There's a cool site I read from this chick who lives in Portland...and she refers to a thing called a Swamp Cooler all the time and I don't have the nerve to actually ask her on her (highly read by others) site.

So if any of you out there know what the heck a swamp cooler is, please let enlighten me. I hate to be out of the loop.

It is almost officially the kick off to the Month of Teri. July 1st begins the month where everyone should celebrate me and all other Leo Chicks (like Ursula) mercilessly throughout the entire month of July.

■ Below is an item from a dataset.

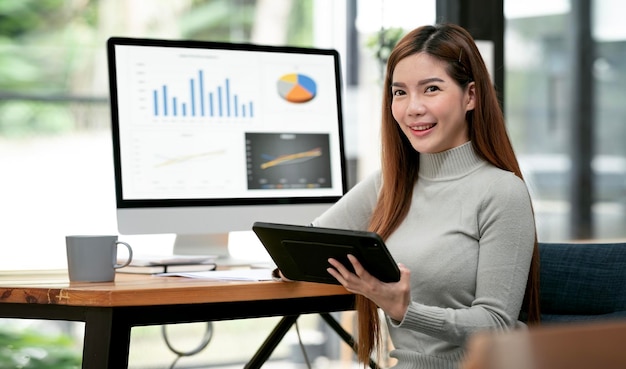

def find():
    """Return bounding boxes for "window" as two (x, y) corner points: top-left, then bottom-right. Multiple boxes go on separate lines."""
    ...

Of course my birthday isn't until the 28th, but I say why wait until the end of the month to truly begin lavishing me with gifts, trinkets and whatnots?

So yesterday was alot of fun. Our Power Company (ConsumersFuckYouVeryMuchEnergy) turned off the power due to a paperwork snafu. Boy, are they quick to padlock that powerbox but they can take up to 24 hours to take that bitch off. Heads were practically rolling on Cork Street yesterday afternoon.

The upside is that my power was on by 3:30 - the downside....I lost my wallet. I think I left it at Consumer's office - and today when I went in to ask if anyone turned in said wallet, the two women who were working yesterday smiled nonchalantly and stated, "nope, we have not seen a thing..." GREAT!

Mind you, the wallet has no monetary value whatsoever. The two credit cards are maxed out, the checkbook has about forty bucks in it, but of course it is the pain in the ass of going to get a new Social Security card and a new driver's license from the secretary of state's office. Yeesh. That is always three hours of great fun and madness.

The last time I had to go there and get a license replaced the moron behind the desk would not use my birth certificate as a piece of identification because I was born in Puerto Rico and my certificate was in Spanish.

Okay...you can read my name in English MotherFucker, plus clearly it has my birthdate on there. She insisted that I would have to go and pay to have it translated.

Of course, being the people person that I am, I promptly asked her where one goes to get things translated for retards?!?

So instead they allow a picture from a yearbook. Okay, so my senior yearbook is circa 1988 and I don't look anything like that picture - but our state government thinks that is an appropriate way to demonstrate one's identity.

Oh god, I can hardly wait to find out what bullshit hoops they have now.

I shouldn't be so cranky. I don't know what my deal is this week. I just am in a funk. I think losing the wallet and fighting with consumers all on the same day sort of kicked off the week.

Okay folks that's it for me for today. Time to go and pillage for food in the kitchen.